I don’t know where to start since this is information theory 101.
Not what I meant. Take matlab or python or whatever, generate a 2D ‘pixel’ grid and fill it with your favourite noise type. Then do a FFT, look at the spectrum of spatial frequencies. Does that plot contain just high frequencies? Remember: a fourier transform is ‘just’ switching the basis of how you represent your measurements. So if you want to, yes you certainly are in fourier space. That’s exactly why I chimed in, as I saw a…let’s say bold statement…regarding spatial frequencies (you changed the basis set in order to make that statement anyway) of noise.
Well. Noise is a random distortion of whatever you want to measure, however you sample it. Spatial frequencies may not be normalized to the unit of seconds but to whatever image dimension you want…picture height, block-size…but the same priciples apply.
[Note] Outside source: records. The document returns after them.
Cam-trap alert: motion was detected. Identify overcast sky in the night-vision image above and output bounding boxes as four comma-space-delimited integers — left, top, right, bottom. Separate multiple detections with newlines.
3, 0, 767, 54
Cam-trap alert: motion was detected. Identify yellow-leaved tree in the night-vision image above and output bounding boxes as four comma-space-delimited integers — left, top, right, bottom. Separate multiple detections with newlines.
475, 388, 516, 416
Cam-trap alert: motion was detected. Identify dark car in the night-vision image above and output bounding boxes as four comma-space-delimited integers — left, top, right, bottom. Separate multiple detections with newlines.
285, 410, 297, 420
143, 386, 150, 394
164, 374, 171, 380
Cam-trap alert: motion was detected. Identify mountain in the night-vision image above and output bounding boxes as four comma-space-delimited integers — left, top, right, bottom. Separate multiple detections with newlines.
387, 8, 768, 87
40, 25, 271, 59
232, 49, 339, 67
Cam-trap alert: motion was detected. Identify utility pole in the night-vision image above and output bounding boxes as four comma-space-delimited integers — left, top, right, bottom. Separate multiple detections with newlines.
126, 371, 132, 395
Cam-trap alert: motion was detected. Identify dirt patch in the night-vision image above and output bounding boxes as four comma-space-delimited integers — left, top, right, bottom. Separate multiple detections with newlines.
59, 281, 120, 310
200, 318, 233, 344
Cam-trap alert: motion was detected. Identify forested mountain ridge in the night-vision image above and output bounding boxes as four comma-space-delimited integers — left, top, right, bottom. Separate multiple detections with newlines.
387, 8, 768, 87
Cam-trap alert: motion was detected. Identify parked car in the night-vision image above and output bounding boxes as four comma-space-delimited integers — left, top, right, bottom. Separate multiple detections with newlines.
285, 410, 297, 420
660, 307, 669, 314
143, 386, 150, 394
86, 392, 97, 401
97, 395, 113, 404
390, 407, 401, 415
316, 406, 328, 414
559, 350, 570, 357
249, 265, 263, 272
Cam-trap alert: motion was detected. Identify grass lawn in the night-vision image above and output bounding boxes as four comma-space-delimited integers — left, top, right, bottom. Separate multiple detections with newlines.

Take a photo of a flat surface at low light and do a FFT of the resulting image, you’ll see that the noise spectrum contains all frequencies at various intensity levels.
No. Take for example DCT-denoising or Wavelet denoising. They do coefficient shrinkage either in discrete cosine frequency domain, or in wavelet domain (which is a more complex change of basis set than a fourier transform, it’s multiscale by nature o the transform). nlmeans has problems with low frequency noise and that’s one of the reasons why multi-scale denoising schemes are investigated. Multiscale in order to attack not just high frequencies for algorithms that out of the box just chuck away high frequency detail.
The detail mask dicussed in here, is one of many tools in denoising to restrict effects to ‘flat’ areas. In terms of frequency, those are low-frequency. Leaving edges alone is very important because the fourier transform of an edge is…? You guessed right, broadband in spatial frequency terms. You have broadband noise, and broadband features and you need algorithms to distinguish random noise from real structure.
Of course the detail mask is good for many other things as well like we see in this thread (feature selective sharpening and local contrast adjustments).